Gli assessori all’Ambiente di 15 regioni italiane (Basilicata, Calabria, Emilia-Romagna, Umbria, Lazio, Puglia, Liguria, Marche, Piemonte, Molise e Toscana, Veneto, Campania, Sardegna e Sicilia) hanno impugnato per «incostituzionalità» il decreto legge 99/2009 sul ritorno al nucleare.
Gli assessori affermano che c’è stato «l’ennesimo vulnus al principio di leale collaborazione». In particolare, si lamenta lo scarso coinvolgimento degli Enti Locali nella scelta dei siti.
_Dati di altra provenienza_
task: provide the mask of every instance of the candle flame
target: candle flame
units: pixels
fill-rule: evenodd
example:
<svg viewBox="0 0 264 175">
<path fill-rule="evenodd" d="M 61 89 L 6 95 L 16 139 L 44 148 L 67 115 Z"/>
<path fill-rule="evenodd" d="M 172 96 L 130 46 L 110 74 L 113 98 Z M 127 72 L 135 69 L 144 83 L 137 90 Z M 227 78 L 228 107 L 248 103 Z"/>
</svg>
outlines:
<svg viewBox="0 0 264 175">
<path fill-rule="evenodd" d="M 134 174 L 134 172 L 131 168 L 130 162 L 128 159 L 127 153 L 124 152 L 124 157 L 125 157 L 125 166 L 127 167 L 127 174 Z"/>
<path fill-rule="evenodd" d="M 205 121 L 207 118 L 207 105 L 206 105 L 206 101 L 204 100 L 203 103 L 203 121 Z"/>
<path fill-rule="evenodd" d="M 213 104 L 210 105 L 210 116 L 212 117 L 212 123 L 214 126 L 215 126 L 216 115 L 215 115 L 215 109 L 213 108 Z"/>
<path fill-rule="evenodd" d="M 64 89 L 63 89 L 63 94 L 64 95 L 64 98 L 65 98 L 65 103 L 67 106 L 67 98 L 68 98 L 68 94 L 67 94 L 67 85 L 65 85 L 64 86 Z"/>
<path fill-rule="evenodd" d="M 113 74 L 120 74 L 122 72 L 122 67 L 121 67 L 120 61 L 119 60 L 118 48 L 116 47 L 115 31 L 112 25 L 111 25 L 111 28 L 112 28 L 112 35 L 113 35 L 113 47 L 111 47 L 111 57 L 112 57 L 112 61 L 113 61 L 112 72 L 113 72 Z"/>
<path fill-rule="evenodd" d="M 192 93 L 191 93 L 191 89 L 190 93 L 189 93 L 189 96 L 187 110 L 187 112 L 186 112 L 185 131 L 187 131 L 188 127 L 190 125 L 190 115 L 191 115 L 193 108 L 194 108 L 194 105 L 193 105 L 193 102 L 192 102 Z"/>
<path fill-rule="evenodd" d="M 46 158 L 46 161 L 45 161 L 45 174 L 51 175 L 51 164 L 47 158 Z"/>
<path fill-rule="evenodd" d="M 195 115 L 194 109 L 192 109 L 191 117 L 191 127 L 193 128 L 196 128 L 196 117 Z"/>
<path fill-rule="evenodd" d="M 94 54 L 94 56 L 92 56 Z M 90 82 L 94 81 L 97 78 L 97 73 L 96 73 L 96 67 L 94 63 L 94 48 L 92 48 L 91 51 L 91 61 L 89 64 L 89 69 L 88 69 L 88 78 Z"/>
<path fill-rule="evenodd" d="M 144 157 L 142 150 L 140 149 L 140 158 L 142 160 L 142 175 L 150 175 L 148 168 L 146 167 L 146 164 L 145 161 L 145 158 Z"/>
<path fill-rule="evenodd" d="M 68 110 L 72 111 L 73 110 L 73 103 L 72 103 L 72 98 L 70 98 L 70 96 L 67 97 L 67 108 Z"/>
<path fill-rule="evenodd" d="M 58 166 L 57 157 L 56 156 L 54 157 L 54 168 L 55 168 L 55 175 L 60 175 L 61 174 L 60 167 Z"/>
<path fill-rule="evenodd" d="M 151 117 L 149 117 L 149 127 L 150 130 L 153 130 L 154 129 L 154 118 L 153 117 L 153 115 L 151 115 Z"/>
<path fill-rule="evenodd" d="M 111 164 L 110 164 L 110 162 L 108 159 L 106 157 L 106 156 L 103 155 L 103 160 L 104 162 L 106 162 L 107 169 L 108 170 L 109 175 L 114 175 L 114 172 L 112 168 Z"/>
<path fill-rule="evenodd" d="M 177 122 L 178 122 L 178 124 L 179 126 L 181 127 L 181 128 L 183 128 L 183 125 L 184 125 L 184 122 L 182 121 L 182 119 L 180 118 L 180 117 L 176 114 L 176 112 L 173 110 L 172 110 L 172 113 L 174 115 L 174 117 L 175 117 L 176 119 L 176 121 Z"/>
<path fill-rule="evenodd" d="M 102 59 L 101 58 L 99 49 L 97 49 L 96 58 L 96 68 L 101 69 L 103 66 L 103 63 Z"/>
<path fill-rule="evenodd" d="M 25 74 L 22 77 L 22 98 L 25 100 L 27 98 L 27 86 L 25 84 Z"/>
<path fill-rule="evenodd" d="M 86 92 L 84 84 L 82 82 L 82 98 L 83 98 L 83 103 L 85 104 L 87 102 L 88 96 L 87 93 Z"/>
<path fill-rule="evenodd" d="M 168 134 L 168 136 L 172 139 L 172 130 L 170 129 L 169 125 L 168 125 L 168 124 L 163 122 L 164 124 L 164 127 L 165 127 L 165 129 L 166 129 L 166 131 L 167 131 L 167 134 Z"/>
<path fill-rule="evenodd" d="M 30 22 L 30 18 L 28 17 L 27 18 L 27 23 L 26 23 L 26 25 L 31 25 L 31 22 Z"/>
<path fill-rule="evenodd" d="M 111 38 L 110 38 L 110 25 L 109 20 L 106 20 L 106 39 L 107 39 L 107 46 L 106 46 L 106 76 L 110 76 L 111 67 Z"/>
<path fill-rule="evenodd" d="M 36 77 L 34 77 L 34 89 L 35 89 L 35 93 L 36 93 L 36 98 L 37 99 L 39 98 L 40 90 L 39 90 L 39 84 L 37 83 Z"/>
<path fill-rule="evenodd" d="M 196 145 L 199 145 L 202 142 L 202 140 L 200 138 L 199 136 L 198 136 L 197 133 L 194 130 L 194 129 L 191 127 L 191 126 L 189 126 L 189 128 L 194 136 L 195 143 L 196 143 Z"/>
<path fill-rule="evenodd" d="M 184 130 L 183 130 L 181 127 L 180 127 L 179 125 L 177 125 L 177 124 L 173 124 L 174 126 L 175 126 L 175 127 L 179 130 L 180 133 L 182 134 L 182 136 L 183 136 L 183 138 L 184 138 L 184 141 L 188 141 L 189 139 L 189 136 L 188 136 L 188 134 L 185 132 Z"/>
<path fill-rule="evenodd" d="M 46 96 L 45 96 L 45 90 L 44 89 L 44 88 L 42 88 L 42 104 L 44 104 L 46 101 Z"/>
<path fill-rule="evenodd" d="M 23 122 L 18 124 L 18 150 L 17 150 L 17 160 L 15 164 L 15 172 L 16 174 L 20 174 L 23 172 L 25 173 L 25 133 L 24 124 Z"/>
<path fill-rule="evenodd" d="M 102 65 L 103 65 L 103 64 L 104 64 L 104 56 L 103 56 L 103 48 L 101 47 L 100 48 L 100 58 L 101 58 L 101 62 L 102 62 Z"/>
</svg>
Poi, altri punti del documento lamentano «la mancanza di un Piano energetico nazionale», di «un deposito per le scorie (che ora si chiama parco tecnologico) pregresse presenti dall’86», la procedura Vas (Valutazione ambientale strategica) che «non tiene conto della localizzazione geografica» degli impianti, un ruolo «ambiguo» dell’Agenzia per la sicurezza nucleare«, le »misure compensative per le Regioni«, e in generale lo schema di decreto »non è assolutamente coordinato con la normativa vigente.
L’esito del ricorso è tuttavia incerto perché la Corte Costituzionale ha giudicato inammissibili le questioni di legittimità costituzionale, basate sul vulnus al principio della leale collaborazione, sollevate da alcune Regioni sulla social card.
Le Regioni Piemonte, Liguria ed Emilia Romagna, infatti, avevano sollevato eccezione di costituzionalità, ritenendo, tra l’altro, le norme istitutive della social card lesive delle competenze regionali in materia di politiche sociali, in particolare in merito ai requisiti di accesso che escludono i cittadini non italiani.